Deciding and determining which mode you’re in can be the difference between getting a lot done with little energy and getting nothing done while using all your energy. Scheduling your day to optimize for context and your current mindset can greatly impact your effectiveness and time management.

What do I mean by mode? As we briefly discuss in the difference between habits and tasks, your mode can be anything from

  • The zone you’re currently in
  • The store you’re currently shopping in
  • The feeling you currently have
  • The level of energy you’re currently working with

Your mode is very important because it determines how well you’re going to perform at any given task that you’re working on.

Determine Your Mode

You may wake up one day and have the urge to clean off your desk and do some organizing. Similarly, you may wake up another day and have a similar urge but to do some heavy programming on the new app you’re building. You also might have urges to make some sales calls or even write your holiday postcards.

These are all natural modes that come to us without our consent. They’re just what we feel like doing and we’re going to usually do them. In addition to them being thrust upon us, they’re enforced by our environment and what we were doing previously.

This is how unoptimized mode-management can harm you.

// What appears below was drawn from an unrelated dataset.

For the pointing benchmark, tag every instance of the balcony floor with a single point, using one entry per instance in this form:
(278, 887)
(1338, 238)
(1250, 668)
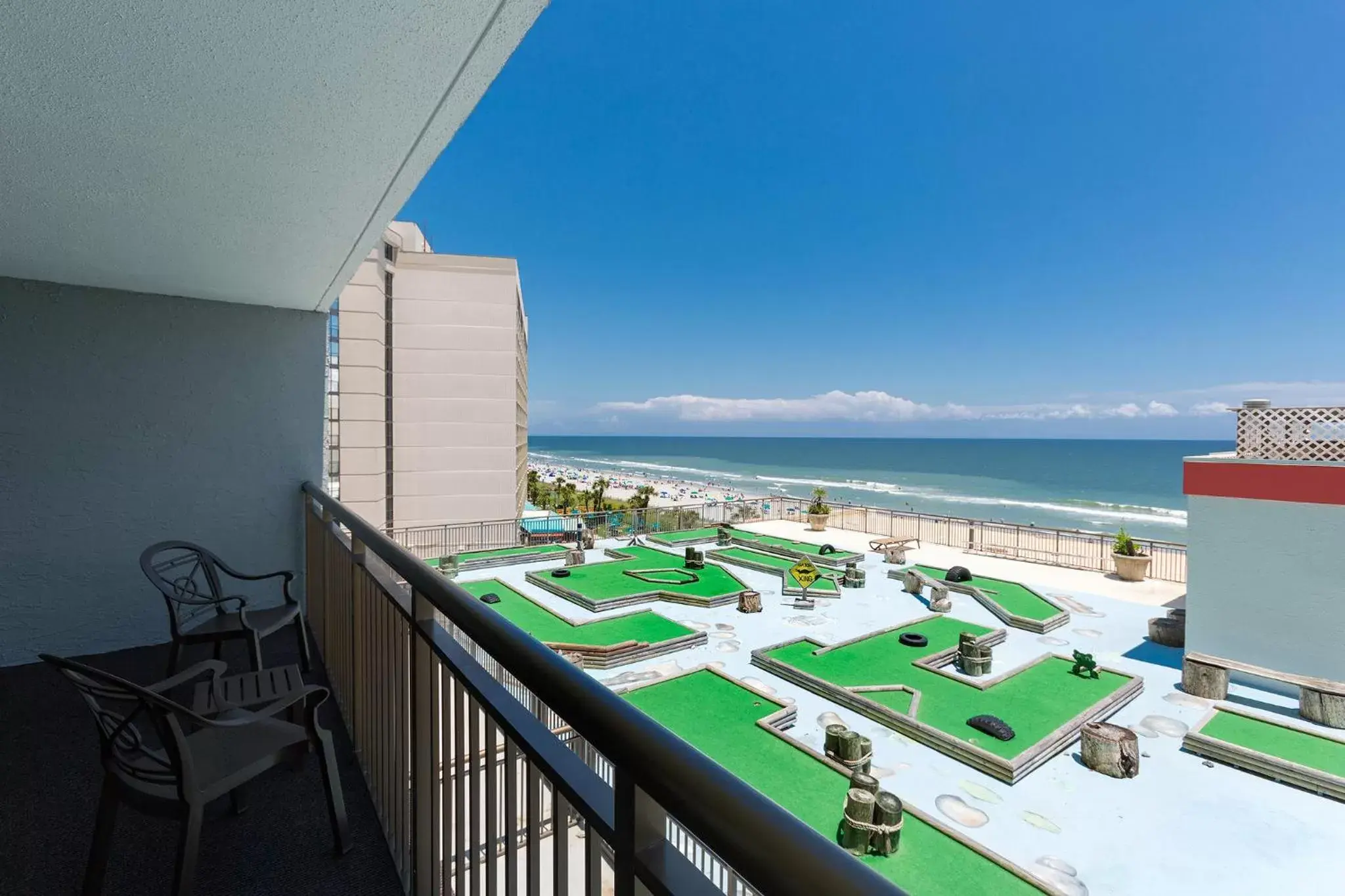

If you started taking sales and admin calls at 9 am and at 11 am decide it’s time to switch gears it’s important to evaluate all the tasks at hand. Why’re you switching gears? We have a list of other calls to make and we’re already prepared to make them. We’re at the phone, we have our scripts and resources in front of us, and we’re in the mindset, or the mode, to get these calls completed.

The very obvious mode of making sales and admin calls must be scheduled in the proper manner so that they all get done in the same window of time. The harm here is when you unknowingly take on another task that requires a switching cost and time ends up being wasted — this is most prominent when after the switching cost is completed, one has to revert back to their previous task to fully accomplish it. If you’re following along, you can see that going back and forth between projects isn’t only ineffective because multi-tasking makes you lose focus, but also because the time it takes to switch from one task to another builds up.

Ultimately, your mindfulness and awareness to create proper schedules are what will keep you most efficient regarding your modes and how you cultivate them to work for you instead of you working around them.

Mode vs. Context

Some may see the similarities between modes and contexts. After all, they’re essentially the same thing if we’re referring to things like phone and grocery shopping. However, while contexts overall properties of a task, your mode is the feeling you have to do that task.

You can be in the grocery store and satisfy the grocery store context but at the same time be in the mode of sales calls if you were doing the prior. Sure, you’ll naturally migrate to the other mode once you find yourself shopping, but your mode isn’t something that relies on location like context does, your mode is simply what you ought to be doing because your body is telling you it’s going do that best at that time.

At the end of each day, determining which modes you were in along with which contexts you executed in can help understand how you work most effectively. The most efficient system is the one that works for you and understanding your different modes and how to bring the best out of all of them will certainly help keep you up to date with your body and make you aware of your energy.